Sudan's protest leaders agreed Thursday to nominate former senior UN official Abdalla Hamdok as the first prime minister of the country's three-year transition government, a statement said.
The veteran economist, who stepped down last year as deputy executive secretary of the UN's Economic Commission for Africa, is due to be formally selected on August 20.
The Alliance for Freedom and Change protest umbrella "have agreed on the appointment of Dr. Abdalla Hamdok as prime minister," the statement said.
The statement was issued by the Sudanese Professionals Association, a trade union alliance which has played a big part in the protest movement.
The protest camp and a ruling military council agreed an outline power sharing accord on July 17, ahead of a landmark deal paving the way for civilian rule that is meant to be signed on Saturday.
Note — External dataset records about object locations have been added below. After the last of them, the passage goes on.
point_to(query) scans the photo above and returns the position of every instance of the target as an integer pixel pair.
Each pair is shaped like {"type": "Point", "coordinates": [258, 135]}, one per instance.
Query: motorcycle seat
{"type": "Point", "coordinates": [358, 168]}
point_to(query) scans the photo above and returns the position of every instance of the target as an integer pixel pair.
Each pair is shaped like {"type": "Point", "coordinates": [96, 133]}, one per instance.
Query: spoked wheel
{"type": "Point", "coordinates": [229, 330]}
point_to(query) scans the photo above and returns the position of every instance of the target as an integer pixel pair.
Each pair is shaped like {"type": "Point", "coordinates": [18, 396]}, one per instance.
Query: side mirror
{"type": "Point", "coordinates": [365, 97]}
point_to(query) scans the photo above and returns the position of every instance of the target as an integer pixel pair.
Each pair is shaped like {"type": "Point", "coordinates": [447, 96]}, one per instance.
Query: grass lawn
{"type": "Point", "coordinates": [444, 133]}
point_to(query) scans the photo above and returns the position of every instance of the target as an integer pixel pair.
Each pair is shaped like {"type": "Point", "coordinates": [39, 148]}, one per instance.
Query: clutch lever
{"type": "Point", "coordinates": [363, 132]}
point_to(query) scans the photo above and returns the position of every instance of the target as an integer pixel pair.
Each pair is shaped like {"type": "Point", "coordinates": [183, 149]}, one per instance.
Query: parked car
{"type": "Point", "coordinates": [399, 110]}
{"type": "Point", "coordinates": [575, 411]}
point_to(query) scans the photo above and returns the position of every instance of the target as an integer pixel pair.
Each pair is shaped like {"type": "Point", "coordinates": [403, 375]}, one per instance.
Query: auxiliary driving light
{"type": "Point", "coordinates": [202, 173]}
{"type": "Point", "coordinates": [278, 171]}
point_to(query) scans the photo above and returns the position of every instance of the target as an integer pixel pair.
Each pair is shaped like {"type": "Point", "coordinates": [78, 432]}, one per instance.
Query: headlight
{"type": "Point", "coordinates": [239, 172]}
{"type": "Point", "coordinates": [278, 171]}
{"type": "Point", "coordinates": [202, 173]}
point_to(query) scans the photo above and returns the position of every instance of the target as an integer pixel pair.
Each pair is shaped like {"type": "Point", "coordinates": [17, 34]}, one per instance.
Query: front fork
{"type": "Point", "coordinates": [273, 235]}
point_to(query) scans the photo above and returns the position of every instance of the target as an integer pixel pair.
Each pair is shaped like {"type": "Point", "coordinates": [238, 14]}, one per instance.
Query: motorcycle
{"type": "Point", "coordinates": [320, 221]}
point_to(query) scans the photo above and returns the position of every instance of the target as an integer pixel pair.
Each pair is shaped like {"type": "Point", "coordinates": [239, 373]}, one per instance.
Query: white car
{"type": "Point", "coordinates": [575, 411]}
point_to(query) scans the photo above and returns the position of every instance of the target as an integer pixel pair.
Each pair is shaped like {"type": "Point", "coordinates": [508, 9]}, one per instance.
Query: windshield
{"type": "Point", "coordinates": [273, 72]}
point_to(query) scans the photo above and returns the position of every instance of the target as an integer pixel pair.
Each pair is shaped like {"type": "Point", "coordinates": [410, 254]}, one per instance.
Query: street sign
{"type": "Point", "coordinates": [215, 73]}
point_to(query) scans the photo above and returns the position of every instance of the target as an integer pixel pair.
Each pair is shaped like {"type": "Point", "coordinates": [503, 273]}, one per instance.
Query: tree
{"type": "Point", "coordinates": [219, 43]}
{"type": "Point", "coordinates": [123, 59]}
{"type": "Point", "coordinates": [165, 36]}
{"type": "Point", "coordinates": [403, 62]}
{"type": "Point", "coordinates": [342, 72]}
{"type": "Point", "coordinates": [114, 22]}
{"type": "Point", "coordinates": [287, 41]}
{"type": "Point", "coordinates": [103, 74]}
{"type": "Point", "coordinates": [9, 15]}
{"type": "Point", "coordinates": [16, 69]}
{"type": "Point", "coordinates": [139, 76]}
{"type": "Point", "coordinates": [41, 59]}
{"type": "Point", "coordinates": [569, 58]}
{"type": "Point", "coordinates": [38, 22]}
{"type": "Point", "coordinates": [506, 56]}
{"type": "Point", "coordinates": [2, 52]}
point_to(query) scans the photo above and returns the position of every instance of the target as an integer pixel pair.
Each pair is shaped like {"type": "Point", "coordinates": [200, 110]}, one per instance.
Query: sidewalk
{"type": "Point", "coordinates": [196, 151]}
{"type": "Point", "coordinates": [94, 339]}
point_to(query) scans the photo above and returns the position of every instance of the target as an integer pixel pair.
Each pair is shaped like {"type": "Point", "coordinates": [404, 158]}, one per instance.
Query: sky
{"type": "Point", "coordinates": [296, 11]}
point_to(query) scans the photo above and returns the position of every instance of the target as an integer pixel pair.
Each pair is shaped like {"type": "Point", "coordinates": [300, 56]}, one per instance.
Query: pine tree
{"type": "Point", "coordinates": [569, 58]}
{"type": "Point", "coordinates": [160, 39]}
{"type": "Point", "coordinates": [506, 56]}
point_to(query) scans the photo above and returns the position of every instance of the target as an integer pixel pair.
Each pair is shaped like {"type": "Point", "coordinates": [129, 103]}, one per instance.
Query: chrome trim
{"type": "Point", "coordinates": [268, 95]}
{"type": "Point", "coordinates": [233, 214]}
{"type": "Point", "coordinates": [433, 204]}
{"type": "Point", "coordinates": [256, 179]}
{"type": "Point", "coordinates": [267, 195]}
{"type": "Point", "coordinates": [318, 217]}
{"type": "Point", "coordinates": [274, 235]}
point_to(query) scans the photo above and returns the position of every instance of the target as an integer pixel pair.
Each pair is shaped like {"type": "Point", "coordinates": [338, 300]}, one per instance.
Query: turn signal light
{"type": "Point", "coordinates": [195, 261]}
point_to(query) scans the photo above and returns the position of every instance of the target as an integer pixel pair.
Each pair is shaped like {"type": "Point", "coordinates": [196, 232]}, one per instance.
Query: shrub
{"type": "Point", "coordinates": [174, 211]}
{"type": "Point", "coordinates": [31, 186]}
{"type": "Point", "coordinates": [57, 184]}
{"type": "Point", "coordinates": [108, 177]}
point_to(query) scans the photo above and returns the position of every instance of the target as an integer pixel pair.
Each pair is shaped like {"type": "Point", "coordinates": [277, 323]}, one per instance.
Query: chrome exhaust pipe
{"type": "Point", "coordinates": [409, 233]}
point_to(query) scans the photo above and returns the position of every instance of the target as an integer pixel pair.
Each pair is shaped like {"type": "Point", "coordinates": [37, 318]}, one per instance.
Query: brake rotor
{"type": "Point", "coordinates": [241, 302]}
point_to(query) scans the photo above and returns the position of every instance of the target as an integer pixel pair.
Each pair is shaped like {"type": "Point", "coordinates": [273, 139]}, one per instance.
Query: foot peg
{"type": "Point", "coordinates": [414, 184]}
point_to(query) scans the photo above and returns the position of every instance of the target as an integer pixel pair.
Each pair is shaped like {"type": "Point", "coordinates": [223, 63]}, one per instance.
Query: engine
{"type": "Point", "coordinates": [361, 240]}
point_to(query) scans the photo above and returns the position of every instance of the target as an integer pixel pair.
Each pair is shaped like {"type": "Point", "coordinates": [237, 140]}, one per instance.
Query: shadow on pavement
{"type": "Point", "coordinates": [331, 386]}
The military council came to power by toppling long-time president Omar al-Bashir in April on the back of months of protests, but demonstrations had continued as the Alliance for Freedom and Change demanded the generals step aside.
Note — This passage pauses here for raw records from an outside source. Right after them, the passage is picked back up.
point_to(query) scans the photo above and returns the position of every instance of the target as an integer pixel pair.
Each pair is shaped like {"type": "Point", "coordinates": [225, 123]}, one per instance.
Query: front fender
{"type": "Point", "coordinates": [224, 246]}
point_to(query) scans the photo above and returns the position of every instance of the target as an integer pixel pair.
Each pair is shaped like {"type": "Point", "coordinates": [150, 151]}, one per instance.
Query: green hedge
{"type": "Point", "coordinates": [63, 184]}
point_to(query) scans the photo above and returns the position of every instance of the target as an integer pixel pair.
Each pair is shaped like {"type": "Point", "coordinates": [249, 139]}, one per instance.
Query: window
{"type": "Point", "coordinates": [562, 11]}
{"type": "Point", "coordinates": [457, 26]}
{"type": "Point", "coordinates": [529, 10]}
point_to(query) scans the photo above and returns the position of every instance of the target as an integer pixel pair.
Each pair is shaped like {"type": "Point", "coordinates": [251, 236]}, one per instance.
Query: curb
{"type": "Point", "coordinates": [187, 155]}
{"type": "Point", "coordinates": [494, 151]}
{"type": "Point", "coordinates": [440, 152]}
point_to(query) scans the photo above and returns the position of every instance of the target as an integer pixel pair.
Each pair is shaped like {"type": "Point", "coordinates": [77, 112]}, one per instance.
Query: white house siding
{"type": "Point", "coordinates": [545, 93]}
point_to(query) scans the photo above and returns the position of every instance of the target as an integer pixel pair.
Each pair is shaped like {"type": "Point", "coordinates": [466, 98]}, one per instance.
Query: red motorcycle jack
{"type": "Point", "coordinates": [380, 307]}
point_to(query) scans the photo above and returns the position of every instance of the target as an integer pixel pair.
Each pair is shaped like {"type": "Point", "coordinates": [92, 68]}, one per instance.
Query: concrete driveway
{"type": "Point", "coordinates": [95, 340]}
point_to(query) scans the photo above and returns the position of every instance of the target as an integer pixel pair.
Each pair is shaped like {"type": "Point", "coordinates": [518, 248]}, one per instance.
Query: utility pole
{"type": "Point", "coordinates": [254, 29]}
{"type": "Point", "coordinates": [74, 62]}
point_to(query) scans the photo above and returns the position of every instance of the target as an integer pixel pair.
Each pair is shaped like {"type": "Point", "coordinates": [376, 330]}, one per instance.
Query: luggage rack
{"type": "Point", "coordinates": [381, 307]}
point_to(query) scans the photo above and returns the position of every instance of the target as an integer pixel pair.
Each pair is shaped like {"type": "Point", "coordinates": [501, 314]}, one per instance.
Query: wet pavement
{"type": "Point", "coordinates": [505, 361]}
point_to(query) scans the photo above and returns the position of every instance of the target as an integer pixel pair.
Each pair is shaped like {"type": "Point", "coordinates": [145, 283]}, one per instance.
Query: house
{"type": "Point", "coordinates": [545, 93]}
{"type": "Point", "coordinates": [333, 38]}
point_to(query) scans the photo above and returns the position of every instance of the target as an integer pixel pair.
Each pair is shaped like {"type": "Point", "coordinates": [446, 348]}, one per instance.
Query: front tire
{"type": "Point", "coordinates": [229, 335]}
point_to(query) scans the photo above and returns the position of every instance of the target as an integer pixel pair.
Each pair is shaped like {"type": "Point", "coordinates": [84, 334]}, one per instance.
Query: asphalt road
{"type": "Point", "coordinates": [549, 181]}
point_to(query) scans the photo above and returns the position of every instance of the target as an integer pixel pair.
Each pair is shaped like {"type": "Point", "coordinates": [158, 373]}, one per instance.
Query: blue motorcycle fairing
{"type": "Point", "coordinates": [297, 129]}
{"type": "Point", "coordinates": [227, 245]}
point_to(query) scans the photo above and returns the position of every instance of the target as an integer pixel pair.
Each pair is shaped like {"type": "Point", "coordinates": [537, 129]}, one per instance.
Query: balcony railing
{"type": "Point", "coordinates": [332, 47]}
The compromise deal to be signed in full on Saturday -- after it was agreed in principle by the two sides earlier this month -- mandates the protest umbrella to choose a prime minister to preside over Sudan's political transition.
Hamdok had last year been nominated by Bashir to the job of finance minister.
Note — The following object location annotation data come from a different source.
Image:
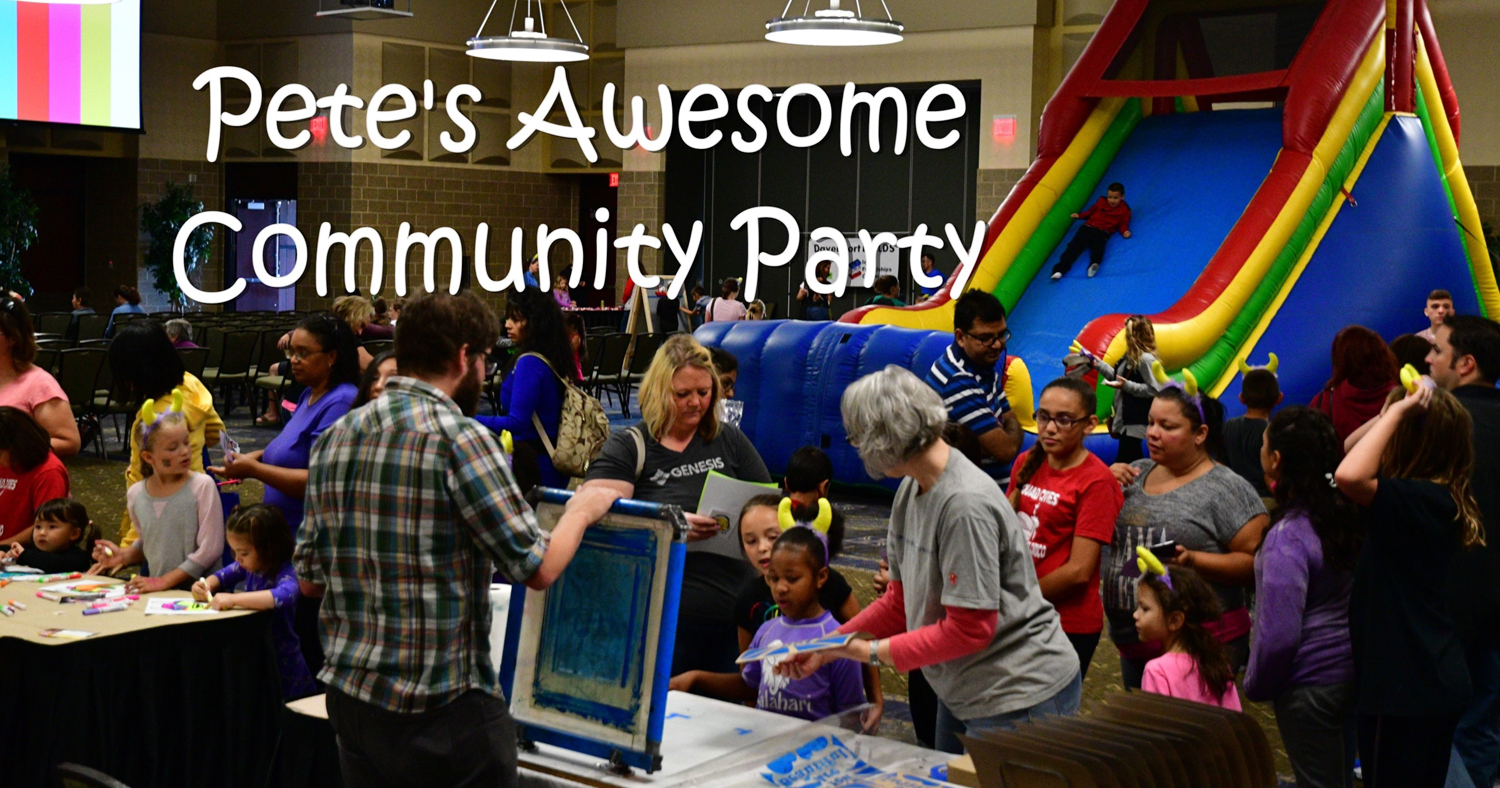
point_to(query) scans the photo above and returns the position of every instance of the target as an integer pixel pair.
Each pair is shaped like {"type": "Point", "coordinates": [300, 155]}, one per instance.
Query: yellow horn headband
{"type": "Point", "coordinates": [1151, 565]}
{"type": "Point", "coordinates": [819, 524]}
{"type": "Point", "coordinates": [1271, 366]}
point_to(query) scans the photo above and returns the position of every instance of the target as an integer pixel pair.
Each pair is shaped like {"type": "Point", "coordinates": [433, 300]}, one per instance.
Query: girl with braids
{"type": "Point", "coordinates": [1188, 506]}
{"type": "Point", "coordinates": [1172, 607]}
{"type": "Point", "coordinates": [1301, 655]}
{"type": "Point", "coordinates": [1410, 478]}
{"type": "Point", "coordinates": [1067, 500]}
{"type": "Point", "coordinates": [1131, 375]}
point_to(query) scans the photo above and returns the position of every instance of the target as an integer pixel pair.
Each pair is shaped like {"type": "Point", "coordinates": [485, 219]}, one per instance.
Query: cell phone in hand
{"type": "Point", "coordinates": [1164, 551]}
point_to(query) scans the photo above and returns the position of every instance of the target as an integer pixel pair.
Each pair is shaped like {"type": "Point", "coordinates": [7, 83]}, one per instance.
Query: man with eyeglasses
{"type": "Point", "coordinates": [971, 378]}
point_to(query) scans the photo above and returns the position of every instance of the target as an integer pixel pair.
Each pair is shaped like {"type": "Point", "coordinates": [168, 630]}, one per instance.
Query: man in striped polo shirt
{"type": "Point", "coordinates": [971, 378]}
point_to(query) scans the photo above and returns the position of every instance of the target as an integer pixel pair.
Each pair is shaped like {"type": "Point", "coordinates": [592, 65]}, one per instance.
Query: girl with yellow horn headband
{"type": "Point", "coordinates": [174, 509]}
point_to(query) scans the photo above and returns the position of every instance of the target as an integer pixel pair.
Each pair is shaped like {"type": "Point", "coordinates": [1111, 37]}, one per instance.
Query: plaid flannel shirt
{"type": "Point", "coordinates": [408, 503]}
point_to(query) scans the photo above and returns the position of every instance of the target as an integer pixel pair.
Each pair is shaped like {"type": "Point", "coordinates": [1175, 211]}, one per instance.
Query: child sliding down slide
{"type": "Point", "coordinates": [1110, 213]}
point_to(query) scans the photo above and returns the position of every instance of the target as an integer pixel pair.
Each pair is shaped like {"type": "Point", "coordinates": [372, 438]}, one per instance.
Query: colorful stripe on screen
{"type": "Point", "coordinates": [68, 63]}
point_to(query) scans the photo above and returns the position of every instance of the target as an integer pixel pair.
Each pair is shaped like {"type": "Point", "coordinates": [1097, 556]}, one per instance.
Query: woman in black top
{"type": "Point", "coordinates": [1410, 476]}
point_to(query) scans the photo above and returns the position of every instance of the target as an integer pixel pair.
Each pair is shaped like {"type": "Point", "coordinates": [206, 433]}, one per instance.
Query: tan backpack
{"type": "Point", "coordinates": [582, 430]}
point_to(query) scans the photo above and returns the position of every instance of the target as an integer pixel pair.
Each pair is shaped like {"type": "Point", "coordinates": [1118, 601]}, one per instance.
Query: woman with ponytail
{"type": "Point", "coordinates": [1301, 658]}
{"type": "Point", "coordinates": [1067, 500]}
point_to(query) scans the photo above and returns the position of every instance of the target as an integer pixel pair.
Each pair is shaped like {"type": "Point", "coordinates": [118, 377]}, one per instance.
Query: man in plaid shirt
{"type": "Point", "coordinates": [410, 511]}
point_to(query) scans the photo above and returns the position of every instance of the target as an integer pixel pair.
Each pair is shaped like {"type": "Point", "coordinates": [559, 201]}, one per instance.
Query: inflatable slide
{"type": "Point", "coordinates": [1274, 201]}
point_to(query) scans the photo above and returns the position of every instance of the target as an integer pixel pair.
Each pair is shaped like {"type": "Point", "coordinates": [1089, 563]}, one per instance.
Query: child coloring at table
{"type": "Point", "coordinates": [798, 569]}
{"type": "Point", "coordinates": [174, 509]}
{"type": "Point", "coordinates": [62, 539]}
{"type": "Point", "coordinates": [261, 542]}
{"type": "Point", "coordinates": [1172, 605]}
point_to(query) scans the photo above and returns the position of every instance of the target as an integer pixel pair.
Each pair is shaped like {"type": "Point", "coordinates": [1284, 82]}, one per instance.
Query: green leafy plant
{"type": "Point", "coordinates": [17, 231]}
{"type": "Point", "coordinates": [161, 221]}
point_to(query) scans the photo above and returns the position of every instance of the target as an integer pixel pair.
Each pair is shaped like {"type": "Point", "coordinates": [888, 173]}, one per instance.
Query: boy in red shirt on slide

But he turned the job down and stayed out of the overhauled cabinet that the autocrat set up in a bid to tackle Sudan's dire economic crisis.
Hamdok will be appointed for the period of the transition, which is slated to last 39 months, after which elections are to be organised.
According to a UN biography, he holds a PhD from the School of Economic Studies at the University of Manchester, in the United Kingdom.